While this area is famous for gold rushes, it was actually the fur trade that first opened the north to non-native settlement.
In 1848, Robert Campbell established Fort Selkirk for the Hudson Bay Company at the historic First Nation trading centre at the junction of the Yukon and Pelly Rivers. The supply route was long and difficult, so trade goods were always scarce here.
The Yukon drainage was well prospected by 1896 and it was only a matter of time before the large concentration of gold in Bonanza Creek would be found. There is great debate among historians over who actually discovered gold in the Klondike, and who really deserves credit for starting the Klondike gold rush. It is generally agreed that the major characters in the story are Robert Henderson, George Carmack, his wife Kate who was a member of the Tagish First Nation, her brother Skookum Jim, and their nephew Dawson Charlie.
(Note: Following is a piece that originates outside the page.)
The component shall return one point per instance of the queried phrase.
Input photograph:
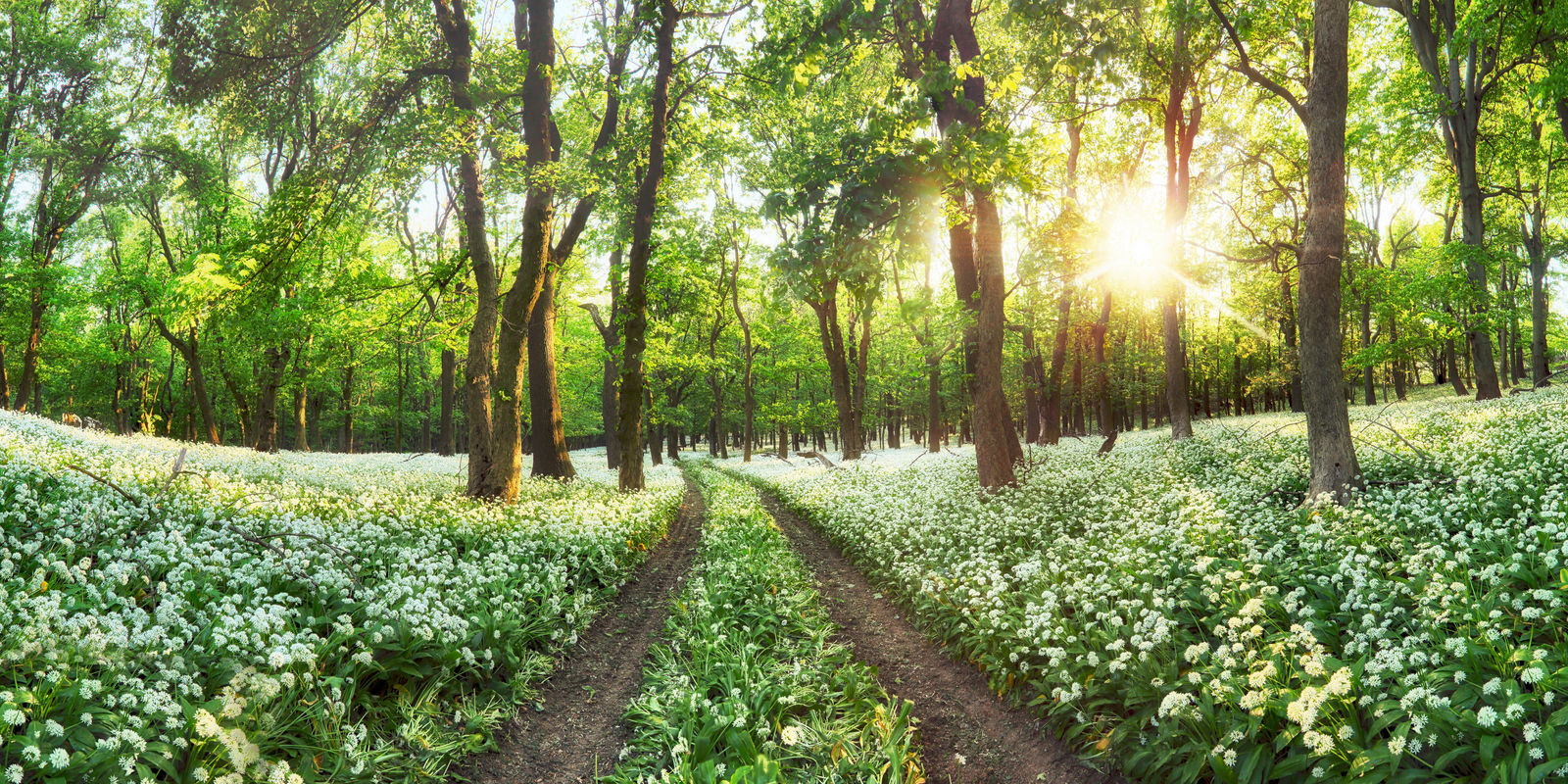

Who was the first person to actually lay eyes on the gold in Bonanza Creek? We will probably never know for certain but William Ogilvie made it his business to research the topic and talked with many of those involved. Both Jim and George claimed to have been the one, while some maintain that Kate Carmack found gold while washing dishes in the creek. Ogilvie states that Skookum Jim found the first gold nuggets but that George, Jim and Charlie were travelling together and shared in the discovery.
In any case George Carmack staked the Discovery Claim on Bonanza, with Skookum Jim and Tagish Charlie having a claim on either side. And with that claim, the rush was on.